I'm trying to picture WHERE Surf Watch is and can't quite figure
it out?  It's not in a plantation...is that correct?  Is it near Grande
Ocean?  We saw some getaways there on II & are thinking about
giving it a try!
Thanks, Deb


----------



## pcgirl54 (Feb 4, 2006)

North end of the island ,Burkes Beach Rd to Fifth Street. We drove all the way down BB Rd beacuse we missed the sign and entrance so we came in the road of the beach on 2nd St.

No where near GO which is the south end. Think more Barony way & Folly Field. It's tucked in there.
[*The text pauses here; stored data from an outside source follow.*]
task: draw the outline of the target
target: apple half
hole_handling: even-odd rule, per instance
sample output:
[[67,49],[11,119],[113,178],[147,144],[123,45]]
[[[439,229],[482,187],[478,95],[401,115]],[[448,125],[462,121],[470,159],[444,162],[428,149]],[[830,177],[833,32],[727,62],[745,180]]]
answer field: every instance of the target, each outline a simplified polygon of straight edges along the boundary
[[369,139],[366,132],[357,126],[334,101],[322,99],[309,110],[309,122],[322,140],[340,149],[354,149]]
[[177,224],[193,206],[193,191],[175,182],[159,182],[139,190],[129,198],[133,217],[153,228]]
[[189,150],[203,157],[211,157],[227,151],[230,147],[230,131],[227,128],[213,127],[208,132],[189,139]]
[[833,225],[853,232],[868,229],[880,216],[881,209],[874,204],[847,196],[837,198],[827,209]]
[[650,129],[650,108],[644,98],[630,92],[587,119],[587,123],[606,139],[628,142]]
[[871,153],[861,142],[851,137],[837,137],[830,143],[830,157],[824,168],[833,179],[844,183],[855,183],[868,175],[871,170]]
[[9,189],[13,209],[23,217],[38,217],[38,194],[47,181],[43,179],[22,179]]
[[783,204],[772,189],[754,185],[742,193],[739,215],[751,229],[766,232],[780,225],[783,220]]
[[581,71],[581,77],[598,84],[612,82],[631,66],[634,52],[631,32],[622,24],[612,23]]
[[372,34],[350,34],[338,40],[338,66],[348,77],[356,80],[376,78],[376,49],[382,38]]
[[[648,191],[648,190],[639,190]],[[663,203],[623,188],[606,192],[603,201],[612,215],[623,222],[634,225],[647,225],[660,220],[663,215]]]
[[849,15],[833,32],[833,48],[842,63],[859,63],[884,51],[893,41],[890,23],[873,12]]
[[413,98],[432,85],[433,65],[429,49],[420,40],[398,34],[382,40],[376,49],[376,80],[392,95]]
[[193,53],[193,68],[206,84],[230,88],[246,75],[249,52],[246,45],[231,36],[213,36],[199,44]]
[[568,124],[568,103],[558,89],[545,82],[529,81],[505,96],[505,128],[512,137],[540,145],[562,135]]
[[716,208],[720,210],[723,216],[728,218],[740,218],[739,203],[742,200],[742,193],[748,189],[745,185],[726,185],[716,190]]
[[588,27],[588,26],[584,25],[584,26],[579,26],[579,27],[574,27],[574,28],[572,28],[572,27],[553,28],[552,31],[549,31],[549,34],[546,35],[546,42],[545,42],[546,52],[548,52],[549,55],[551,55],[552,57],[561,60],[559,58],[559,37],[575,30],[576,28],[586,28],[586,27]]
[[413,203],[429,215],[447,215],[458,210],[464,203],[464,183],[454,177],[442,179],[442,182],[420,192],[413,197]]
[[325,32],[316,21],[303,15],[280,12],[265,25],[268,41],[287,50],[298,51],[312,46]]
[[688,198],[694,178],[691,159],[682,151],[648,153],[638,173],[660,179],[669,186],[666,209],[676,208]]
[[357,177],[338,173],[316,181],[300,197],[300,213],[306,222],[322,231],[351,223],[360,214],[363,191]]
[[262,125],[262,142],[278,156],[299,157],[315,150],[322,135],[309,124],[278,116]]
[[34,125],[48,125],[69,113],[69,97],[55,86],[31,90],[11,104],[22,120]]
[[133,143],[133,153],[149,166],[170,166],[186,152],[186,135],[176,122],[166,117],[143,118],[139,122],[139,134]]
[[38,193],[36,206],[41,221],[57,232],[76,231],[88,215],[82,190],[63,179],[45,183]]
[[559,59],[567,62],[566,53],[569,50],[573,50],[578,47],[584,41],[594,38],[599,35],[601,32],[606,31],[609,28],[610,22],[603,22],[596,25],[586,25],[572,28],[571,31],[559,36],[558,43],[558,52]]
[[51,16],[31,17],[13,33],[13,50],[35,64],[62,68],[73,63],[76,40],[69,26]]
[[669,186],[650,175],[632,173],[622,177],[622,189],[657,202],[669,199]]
http://marriott.com/property/mapandnearbyairports/default.mi?marshaCode=hhhsf&WT_Ref=mi_left


----------



## Deb from NC (Feb 4, 2006)

Thanks PCGirl!  That's a big help....looking forward to trying it out


----------



## MULTIZ321 (Feb 4, 2006)

*Surf Watch HHI*

Deb,

Go to maps.google.com and put in 10 Fifth Street, Hilton Head Island 29928

Here's a link to Surf Watch HHI via google maps


Richard


----------



## Miss Marty (Feb 9, 2006)

*Marriott Surf Watch*

Marriott Surf Watch - Hilton Head


----------



## Janette (Feb 9, 2006)

Surf Watch is an easy walk from Barony(about a mile).


----------



## Miss Marty (Sep 30, 2006)

*Marriott Surf Watch*

Marriott's SurfWatch - Hilton Head


----------



## Miss Marty (Nov 17, 2006)

*Marriott Surf Watch*

November 2006 - The Marriott Surf Watch 
is in the process of building an indoor pool


----------